Stochastic Gradient Descent for Nonparametric Additive Regression
Xin Chen, Jason M. Klusowski
TL;DR
This work introduces Functional SGD (F-SGD) for online training of nonparametric additive models, providing memory- and time-efficient learning by updating truncated basis coefficients. The authors establish a rigorous oracle inequality and demonstrate minimax-optimal rates over Sobolev ellipsoid function classes, with robustness to model mis-specification and even when the covariate distribution lacks full support. The method achieves favorable scalability relative to kernel methods and competing online approaches, and extends to adaptation via Lepski’s method for unknown smoothness, as well as potential general convex losses.
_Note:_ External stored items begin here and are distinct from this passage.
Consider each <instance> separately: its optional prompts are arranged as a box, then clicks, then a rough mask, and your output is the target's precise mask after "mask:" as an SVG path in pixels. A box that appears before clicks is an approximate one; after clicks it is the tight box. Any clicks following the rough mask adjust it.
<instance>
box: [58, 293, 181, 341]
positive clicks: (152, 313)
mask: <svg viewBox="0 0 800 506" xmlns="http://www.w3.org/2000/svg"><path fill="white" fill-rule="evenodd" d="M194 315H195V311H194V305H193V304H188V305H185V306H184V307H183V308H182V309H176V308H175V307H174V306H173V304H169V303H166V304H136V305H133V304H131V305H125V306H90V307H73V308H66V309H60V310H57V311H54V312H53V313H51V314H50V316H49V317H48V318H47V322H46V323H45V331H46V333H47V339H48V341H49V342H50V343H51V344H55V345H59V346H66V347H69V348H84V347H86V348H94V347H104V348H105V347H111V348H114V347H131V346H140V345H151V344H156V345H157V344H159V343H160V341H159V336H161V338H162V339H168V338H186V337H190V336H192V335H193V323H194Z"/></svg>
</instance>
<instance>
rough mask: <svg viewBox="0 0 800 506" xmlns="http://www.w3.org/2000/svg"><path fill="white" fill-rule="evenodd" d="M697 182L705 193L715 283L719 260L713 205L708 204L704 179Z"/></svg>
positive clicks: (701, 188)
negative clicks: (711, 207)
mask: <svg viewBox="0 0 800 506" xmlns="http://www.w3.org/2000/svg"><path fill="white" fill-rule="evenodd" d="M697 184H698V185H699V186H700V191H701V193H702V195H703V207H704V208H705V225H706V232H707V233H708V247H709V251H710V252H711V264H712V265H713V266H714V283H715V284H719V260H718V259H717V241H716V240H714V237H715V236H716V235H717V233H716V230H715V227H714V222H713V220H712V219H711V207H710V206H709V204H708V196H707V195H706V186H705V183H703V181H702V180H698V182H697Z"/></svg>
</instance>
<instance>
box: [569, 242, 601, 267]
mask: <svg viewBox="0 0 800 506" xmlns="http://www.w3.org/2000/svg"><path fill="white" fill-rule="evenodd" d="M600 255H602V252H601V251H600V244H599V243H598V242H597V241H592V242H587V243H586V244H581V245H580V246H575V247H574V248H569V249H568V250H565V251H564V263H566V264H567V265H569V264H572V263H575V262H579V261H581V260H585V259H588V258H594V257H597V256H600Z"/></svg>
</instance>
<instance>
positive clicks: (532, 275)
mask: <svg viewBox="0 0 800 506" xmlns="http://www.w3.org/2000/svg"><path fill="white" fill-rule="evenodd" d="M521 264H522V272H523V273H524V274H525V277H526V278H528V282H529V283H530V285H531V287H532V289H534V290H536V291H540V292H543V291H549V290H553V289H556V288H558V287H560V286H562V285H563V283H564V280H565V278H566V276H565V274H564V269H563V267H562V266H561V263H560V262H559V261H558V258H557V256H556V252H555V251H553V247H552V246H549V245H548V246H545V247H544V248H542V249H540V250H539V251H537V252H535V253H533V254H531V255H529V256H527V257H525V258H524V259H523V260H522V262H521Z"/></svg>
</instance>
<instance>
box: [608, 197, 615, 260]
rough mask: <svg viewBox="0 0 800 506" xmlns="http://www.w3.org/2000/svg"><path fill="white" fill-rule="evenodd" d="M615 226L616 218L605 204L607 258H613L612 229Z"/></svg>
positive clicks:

Practically, F-SGD enables streaming-friendly, scalable estimation of high-dimensional additive models with strong theoretical guarantees and empirical efficiency.
Abstract
This paper introduces an iterative algorithm for training nonparametric additive models that enjoys favorable memory storage and computational requirements. The algorithm can be viewed as the functional counterpart of stochastic gradient descent, applied to the coefficients of a truncated basis expansion of the component functions. We show that the resulting estimator satisfies an oracle inequality that allows for model mis-specification. In the well-specified setting, by choosing the learning rate carefully across three distinct stages of training, we demonstrate that its risk is minimax optimal in terms of the dependence on both the dimensionality of the data and the size of the training sample. Unlike past work, we also provide polynomial convergence rates even when the covariates do not have full support on their domain.